Landscape Evolution of Eagle Flat and Red Light Basins, Chihuahuan Desert, South-Central Trans-Pecos Texas


This report documents the development of the landscape near the site proposed for the Texas low-level radioactive waste repository, located in southern Hudspeth County, Texas. It documents the geomorphic, depositional, and erosional features in the area. The Texas Legislature designated an approximately 400 square mile (1,035 square kilometer) area as the Eagle Flat Study Area, within which the site was to be selected. The study area consists of six U.S. Geological Survey 7.5-minute topographic quadrangles between the towns of Sierra Blanca and Van Horn, Texas. The six-quadrangle Eagle Flat Study Area contains a large part of Eagle Flat Basin and a smaller area in Red Light Draw.
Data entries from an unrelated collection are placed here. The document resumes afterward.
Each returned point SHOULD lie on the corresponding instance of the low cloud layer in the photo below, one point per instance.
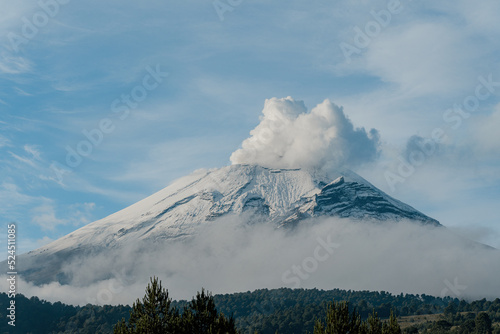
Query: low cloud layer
(230, 255)
(290, 137)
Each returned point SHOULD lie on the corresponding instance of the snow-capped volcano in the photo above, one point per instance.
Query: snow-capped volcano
(282, 197)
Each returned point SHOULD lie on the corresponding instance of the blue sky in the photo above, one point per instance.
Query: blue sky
(64, 64)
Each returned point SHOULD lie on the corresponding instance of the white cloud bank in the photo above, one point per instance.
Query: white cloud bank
(229, 255)
(290, 137)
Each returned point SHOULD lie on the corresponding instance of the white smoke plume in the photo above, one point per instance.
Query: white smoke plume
(290, 137)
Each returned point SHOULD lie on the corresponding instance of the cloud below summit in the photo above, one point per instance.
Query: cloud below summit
(290, 137)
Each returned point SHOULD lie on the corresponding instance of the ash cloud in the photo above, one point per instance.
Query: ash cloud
(231, 255)
(290, 137)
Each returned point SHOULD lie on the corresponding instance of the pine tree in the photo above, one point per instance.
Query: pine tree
(483, 324)
(201, 316)
(392, 326)
(152, 315)
(374, 324)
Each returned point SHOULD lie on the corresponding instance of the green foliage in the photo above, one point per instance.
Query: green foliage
(155, 315)
(263, 311)
(339, 320)
(483, 324)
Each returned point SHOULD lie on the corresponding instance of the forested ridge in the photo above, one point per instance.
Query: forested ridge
(269, 311)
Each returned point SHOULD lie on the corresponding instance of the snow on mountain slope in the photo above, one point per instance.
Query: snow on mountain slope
(282, 197)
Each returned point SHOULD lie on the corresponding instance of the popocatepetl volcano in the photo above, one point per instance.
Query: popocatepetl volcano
(281, 197)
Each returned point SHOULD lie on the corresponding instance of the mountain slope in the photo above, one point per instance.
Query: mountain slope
(281, 197)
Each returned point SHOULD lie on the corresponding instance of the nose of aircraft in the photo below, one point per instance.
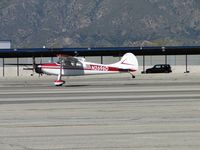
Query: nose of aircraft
(38, 69)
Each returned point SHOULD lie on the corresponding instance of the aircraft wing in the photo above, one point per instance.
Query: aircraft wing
(99, 51)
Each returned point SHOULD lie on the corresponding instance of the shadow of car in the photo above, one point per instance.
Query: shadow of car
(160, 68)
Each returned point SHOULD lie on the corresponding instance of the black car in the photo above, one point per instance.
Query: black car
(160, 68)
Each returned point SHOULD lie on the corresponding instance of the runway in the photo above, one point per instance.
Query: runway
(109, 112)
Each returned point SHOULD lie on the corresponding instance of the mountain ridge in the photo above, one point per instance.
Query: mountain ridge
(75, 23)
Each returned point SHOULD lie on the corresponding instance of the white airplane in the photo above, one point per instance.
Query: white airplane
(74, 66)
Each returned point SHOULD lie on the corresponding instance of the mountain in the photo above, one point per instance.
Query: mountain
(72, 23)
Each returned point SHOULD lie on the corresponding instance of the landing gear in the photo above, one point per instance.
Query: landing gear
(59, 81)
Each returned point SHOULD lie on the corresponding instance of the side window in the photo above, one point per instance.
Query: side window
(157, 66)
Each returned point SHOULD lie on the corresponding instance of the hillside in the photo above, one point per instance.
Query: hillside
(67, 23)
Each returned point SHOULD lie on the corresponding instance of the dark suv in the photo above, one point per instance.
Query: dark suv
(160, 68)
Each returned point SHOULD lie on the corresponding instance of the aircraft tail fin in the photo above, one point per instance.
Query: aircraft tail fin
(128, 61)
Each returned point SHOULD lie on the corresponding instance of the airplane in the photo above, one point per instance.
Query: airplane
(77, 66)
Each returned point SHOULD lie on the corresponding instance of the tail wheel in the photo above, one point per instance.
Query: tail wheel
(59, 82)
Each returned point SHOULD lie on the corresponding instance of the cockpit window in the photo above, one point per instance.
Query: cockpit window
(70, 62)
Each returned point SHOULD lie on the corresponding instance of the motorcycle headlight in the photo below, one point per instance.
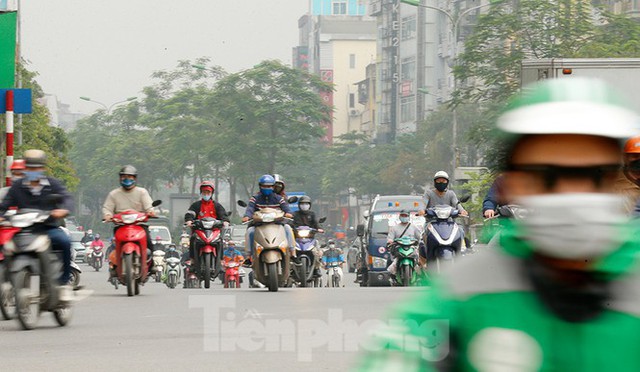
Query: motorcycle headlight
(129, 218)
(379, 263)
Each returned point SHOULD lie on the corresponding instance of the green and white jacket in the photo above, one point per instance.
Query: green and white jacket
(486, 316)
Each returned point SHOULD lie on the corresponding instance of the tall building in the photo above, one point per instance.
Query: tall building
(338, 42)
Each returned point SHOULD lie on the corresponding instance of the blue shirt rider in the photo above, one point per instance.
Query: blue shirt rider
(266, 198)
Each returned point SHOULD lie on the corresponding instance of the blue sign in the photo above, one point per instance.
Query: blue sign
(21, 101)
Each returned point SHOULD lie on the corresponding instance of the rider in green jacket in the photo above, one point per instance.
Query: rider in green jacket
(562, 291)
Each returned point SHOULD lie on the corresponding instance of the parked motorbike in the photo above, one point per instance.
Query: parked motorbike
(35, 269)
(173, 272)
(271, 249)
(407, 255)
(444, 238)
(131, 249)
(303, 264)
(191, 279)
(209, 245)
(158, 265)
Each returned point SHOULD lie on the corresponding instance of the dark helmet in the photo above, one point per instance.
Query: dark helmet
(304, 199)
(129, 170)
(266, 180)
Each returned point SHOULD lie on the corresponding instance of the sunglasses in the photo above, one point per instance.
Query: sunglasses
(551, 173)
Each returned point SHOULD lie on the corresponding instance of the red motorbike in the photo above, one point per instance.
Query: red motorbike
(131, 249)
(208, 242)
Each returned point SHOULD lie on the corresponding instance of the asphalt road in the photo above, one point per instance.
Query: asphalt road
(311, 329)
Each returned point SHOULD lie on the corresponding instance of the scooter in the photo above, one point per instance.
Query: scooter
(271, 249)
(158, 265)
(173, 272)
(191, 279)
(131, 249)
(209, 244)
(35, 269)
(231, 274)
(407, 255)
(444, 238)
(304, 262)
(96, 258)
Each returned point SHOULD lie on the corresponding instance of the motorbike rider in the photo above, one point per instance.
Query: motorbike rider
(304, 216)
(631, 170)
(17, 172)
(402, 229)
(570, 267)
(129, 196)
(332, 255)
(33, 191)
(266, 198)
(205, 207)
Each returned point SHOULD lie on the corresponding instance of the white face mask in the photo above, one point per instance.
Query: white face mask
(573, 226)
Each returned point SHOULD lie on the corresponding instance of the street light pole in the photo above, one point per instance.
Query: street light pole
(454, 20)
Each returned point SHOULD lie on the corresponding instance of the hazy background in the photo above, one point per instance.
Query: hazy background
(107, 49)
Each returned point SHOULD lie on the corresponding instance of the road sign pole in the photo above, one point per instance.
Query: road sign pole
(9, 105)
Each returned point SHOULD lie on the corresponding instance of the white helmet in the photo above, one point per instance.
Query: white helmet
(441, 174)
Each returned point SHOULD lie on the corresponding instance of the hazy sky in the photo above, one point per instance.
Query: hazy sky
(107, 49)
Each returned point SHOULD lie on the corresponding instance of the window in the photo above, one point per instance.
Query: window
(407, 109)
(408, 28)
(339, 7)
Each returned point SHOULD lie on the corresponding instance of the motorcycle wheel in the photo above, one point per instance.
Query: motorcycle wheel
(27, 309)
(273, 277)
(62, 315)
(207, 269)
(406, 275)
(128, 274)
(303, 272)
(7, 301)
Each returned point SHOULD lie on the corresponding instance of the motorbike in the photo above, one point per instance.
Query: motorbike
(96, 257)
(303, 264)
(173, 272)
(407, 254)
(191, 279)
(231, 274)
(35, 269)
(271, 263)
(131, 249)
(158, 265)
(333, 275)
(444, 238)
(208, 242)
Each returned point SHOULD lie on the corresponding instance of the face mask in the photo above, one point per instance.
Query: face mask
(33, 175)
(573, 226)
(441, 186)
(127, 182)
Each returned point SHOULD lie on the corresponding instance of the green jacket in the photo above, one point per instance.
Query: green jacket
(485, 316)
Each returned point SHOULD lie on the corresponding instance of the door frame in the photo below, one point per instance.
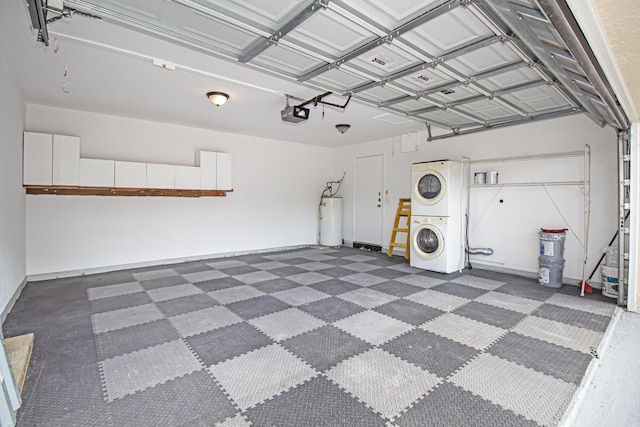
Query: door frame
(355, 196)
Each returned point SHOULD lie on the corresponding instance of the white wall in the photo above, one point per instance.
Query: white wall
(511, 227)
(12, 197)
(274, 204)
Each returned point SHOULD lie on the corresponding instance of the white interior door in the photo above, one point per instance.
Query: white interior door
(368, 200)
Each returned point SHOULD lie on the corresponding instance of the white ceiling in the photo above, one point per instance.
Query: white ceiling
(106, 66)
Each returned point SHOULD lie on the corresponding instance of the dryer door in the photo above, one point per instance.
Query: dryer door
(429, 187)
(428, 241)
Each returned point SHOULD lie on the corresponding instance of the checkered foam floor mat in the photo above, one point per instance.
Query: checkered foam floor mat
(332, 337)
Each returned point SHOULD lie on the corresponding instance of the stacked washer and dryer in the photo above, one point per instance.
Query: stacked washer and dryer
(438, 206)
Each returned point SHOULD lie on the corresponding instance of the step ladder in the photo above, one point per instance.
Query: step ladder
(404, 210)
(624, 212)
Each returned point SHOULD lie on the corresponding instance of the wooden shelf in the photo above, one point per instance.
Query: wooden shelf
(106, 191)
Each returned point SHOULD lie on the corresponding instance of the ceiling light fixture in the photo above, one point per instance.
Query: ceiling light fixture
(217, 98)
(342, 128)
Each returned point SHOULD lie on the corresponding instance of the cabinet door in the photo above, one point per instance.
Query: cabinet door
(66, 160)
(131, 175)
(160, 176)
(207, 160)
(96, 173)
(223, 172)
(38, 158)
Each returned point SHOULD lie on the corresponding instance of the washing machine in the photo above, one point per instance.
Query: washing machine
(436, 243)
(437, 189)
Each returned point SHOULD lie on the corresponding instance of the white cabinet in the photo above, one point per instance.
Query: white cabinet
(187, 178)
(223, 172)
(130, 175)
(160, 176)
(96, 173)
(38, 159)
(207, 161)
(66, 160)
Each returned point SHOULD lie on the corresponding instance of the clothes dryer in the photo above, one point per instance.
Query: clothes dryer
(436, 243)
(437, 189)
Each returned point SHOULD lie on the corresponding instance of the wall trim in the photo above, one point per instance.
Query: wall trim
(12, 300)
(109, 268)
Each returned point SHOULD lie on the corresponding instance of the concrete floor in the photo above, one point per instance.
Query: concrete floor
(611, 389)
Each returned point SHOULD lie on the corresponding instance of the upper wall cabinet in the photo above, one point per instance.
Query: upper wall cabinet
(38, 155)
(52, 165)
(66, 160)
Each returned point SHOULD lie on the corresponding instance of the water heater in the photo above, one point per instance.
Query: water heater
(331, 221)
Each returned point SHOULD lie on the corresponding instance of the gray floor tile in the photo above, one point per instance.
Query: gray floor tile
(325, 347)
(173, 402)
(465, 331)
(191, 267)
(386, 329)
(559, 362)
(117, 319)
(603, 308)
(286, 324)
(419, 280)
(438, 300)
(317, 403)
(409, 312)
(579, 339)
(387, 273)
(275, 285)
(478, 282)
(309, 278)
(314, 266)
(337, 272)
(173, 292)
(133, 338)
(364, 279)
(258, 306)
(398, 289)
(255, 277)
(332, 309)
(225, 264)
(489, 314)
(366, 376)
(359, 258)
(114, 290)
(235, 294)
(103, 279)
(457, 289)
(268, 265)
(431, 352)
(509, 302)
(154, 273)
(578, 318)
(186, 304)
(360, 267)
(334, 287)
(542, 399)
(162, 282)
(367, 298)
(300, 295)
(449, 405)
(142, 369)
(225, 343)
(123, 301)
(237, 271)
(196, 322)
(531, 291)
(254, 377)
(218, 284)
(203, 276)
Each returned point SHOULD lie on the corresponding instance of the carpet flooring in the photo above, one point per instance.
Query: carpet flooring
(309, 337)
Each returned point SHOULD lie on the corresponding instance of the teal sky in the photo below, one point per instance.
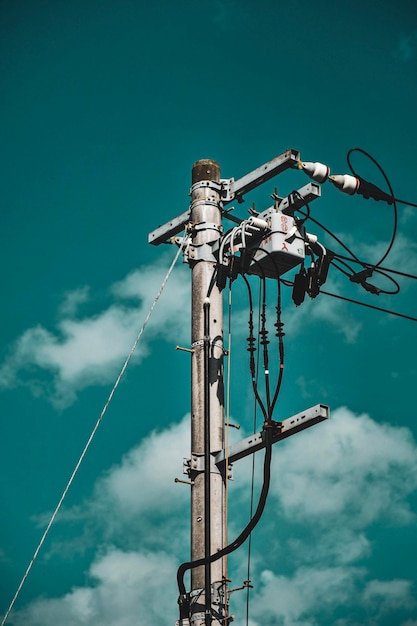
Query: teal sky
(104, 108)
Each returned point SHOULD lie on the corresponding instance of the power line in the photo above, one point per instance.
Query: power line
(91, 437)
(369, 306)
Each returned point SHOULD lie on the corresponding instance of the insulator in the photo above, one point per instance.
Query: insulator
(311, 238)
(299, 289)
(258, 223)
(316, 171)
(346, 183)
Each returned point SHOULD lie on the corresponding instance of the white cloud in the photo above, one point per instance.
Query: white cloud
(91, 350)
(350, 466)
(127, 588)
(334, 480)
(388, 595)
(72, 301)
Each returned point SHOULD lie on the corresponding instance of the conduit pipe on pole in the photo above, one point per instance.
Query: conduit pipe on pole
(208, 602)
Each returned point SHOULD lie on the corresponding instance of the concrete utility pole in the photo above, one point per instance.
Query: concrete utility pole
(208, 522)
(276, 247)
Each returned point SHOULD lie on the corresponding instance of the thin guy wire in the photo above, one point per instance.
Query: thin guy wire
(226, 444)
(87, 445)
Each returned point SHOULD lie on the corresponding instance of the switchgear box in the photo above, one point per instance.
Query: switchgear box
(282, 249)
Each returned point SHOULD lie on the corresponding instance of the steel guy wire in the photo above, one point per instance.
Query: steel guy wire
(93, 432)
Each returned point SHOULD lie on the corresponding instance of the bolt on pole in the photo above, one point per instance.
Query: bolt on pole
(208, 594)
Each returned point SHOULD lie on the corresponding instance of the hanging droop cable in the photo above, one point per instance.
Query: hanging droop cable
(367, 195)
(252, 349)
(184, 599)
(93, 432)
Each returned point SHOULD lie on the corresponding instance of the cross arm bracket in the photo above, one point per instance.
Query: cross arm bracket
(282, 430)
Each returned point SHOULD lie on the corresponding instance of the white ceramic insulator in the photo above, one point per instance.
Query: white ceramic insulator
(311, 238)
(316, 171)
(346, 183)
(258, 223)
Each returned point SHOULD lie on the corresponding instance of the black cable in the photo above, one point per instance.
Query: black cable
(355, 259)
(370, 306)
(280, 334)
(263, 332)
(385, 269)
(243, 535)
(251, 349)
(375, 162)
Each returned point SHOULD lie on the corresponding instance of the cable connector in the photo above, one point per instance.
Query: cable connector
(346, 183)
(360, 279)
(316, 171)
(355, 184)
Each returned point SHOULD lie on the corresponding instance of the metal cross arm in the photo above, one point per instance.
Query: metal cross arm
(233, 189)
(229, 190)
(284, 429)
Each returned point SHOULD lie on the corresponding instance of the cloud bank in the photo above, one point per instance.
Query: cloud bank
(84, 351)
(331, 485)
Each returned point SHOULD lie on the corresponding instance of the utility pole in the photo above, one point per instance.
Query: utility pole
(208, 523)
(273, 244)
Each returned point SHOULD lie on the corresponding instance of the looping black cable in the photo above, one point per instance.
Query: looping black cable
(394, 202)
(184, 600)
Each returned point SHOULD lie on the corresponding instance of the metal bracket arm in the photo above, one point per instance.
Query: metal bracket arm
(229, 190)
(284, 429)
(237, 188)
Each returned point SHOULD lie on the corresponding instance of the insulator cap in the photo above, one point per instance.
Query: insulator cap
(205, 169)
(346, 183)
(316, 171)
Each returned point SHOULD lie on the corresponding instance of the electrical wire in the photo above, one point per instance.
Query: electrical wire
(91, 437)
(375, 162)
(370, 306)
(252, 489)
(240, 539)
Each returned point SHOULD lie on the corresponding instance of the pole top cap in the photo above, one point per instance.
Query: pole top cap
(205, 169)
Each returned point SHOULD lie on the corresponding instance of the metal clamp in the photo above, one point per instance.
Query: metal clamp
(207, 226)
(214, 344)
(199, 252)
(207, 184)
(195, 465)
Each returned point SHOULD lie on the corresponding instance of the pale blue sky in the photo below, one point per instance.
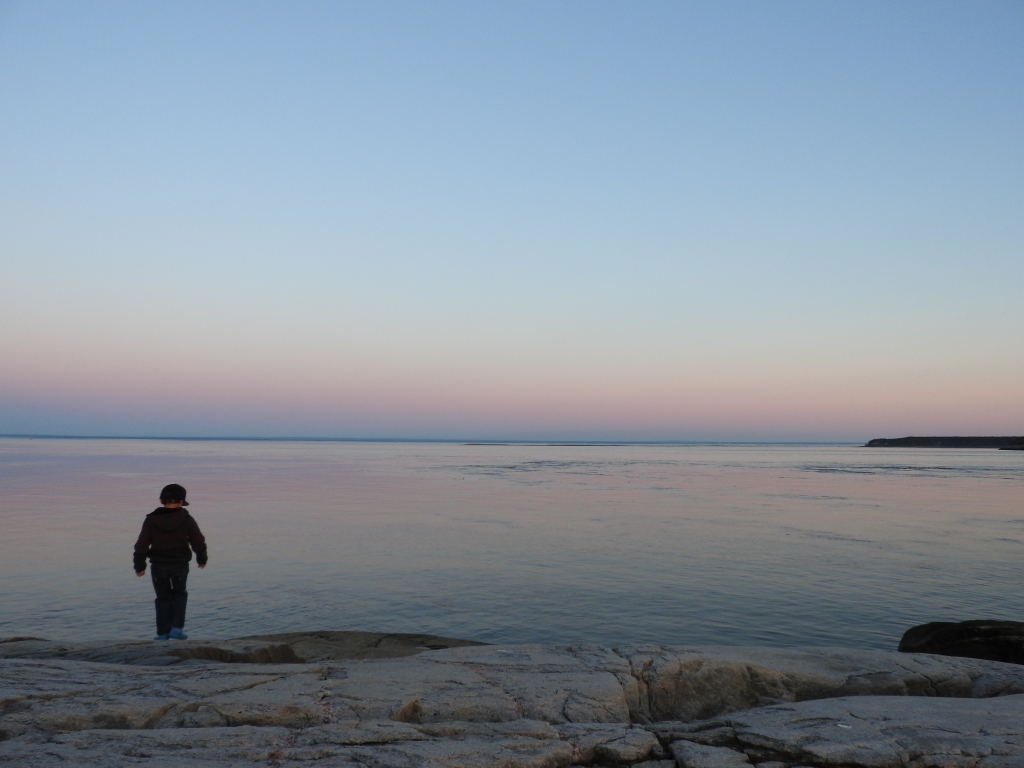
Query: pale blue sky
(650, 220)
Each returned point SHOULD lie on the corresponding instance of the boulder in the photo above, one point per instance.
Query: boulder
(995, 641)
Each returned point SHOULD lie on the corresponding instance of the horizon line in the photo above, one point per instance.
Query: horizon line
(466, 441)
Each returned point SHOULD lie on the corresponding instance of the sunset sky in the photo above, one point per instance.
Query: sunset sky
(527, 220)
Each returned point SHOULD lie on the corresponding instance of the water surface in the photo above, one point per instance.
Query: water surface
(774, 545)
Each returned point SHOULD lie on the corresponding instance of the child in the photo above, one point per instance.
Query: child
(167, 534)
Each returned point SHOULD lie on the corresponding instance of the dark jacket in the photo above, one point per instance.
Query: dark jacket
(166, 536)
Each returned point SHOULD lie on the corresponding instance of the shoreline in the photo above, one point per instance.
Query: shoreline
(464, 705)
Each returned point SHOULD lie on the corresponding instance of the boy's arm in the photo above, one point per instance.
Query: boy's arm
(198, 542)
(141, 548)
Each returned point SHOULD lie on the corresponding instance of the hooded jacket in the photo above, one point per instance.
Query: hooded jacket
(166, 538)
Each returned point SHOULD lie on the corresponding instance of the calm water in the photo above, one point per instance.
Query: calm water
(772, 545)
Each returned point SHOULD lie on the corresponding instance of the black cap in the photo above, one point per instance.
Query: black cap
(173, 493)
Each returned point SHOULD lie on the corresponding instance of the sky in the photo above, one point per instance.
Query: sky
(523, 220)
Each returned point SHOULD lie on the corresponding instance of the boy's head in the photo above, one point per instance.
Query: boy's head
(173, 494)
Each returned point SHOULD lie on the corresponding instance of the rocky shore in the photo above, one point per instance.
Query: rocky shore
(334, 698)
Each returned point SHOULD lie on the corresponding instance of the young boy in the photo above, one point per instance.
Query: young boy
(168, 531)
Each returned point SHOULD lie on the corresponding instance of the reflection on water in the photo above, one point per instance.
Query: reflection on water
(778, 545)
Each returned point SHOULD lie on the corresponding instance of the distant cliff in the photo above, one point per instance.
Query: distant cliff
(1005, 443)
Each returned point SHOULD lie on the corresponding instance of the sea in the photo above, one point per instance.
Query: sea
(779, 545)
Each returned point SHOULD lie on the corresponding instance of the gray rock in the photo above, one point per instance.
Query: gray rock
(997, 641)
(636, 744)
(881, 732)
(698, 756)
(295, 647)
(525, 706)
(694, 683)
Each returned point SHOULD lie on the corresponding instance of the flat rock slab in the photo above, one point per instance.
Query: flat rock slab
(295, 647)
(517, 706)
(876, 731)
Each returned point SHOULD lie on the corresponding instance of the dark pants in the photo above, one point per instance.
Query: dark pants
(169, 582)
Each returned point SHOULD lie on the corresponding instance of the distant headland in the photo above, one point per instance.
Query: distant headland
(1003, 443)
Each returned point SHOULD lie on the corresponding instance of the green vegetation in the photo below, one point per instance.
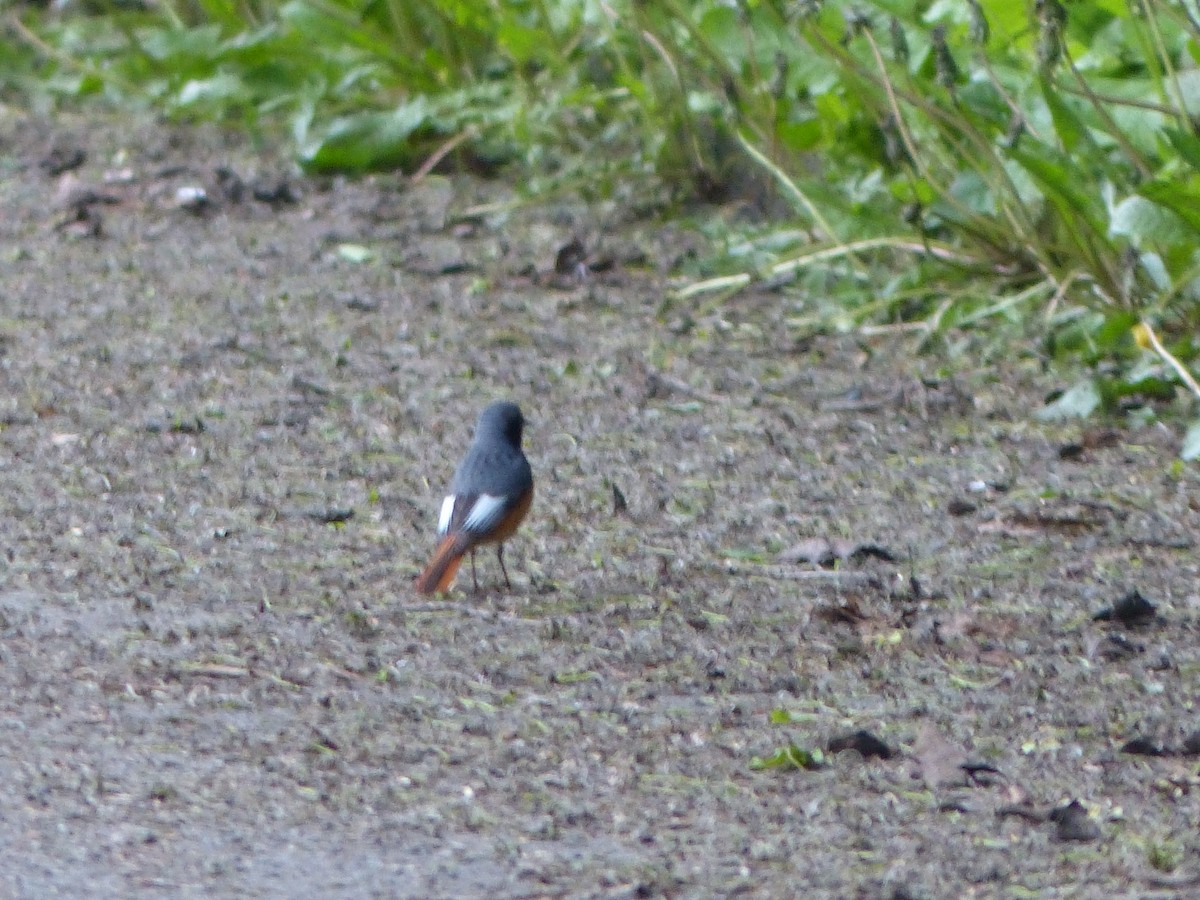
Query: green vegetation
(996, 169)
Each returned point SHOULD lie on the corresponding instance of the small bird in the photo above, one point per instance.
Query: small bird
(490, 495)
The Eagle Flat Study Area contains parts of the Belson and Sacramento subsections of the Mexican Highlands section in the Basin and Range physiographic province. The Belson subsection is characterized by broad, internally drained alluvial basins, interrupted by rugged, discontinuous fault-block mountains. The mountains are composed of Cretaceous and Permian carbonate rocks with scattered areas of Tertiary intrusives and volcanics, older Paleozoic shata, and Precambrian metamorphic rocks. In the Belson subsection, the uplands make up about one-fifth of the area, whereas uplands make up 27 percent of the entire Eagle Flat Study Area. The Eagle Flat and Red Light Draw Basins, in the Belson subsection, are floored by Pliocene and Pleistocene alluvial sands and muds. The Sacramento subsection is represented by the Diablo Plateau in the northern part of the study area. This plateau is an upland area of Cretaceous hills separated by broad alluvial valleys with thin sedimentary cover.

The Eagle Flat Study Area contains the four geomorphic regions: the mountainous region, the upland region, the basin floor, and the Sacramento Plateau.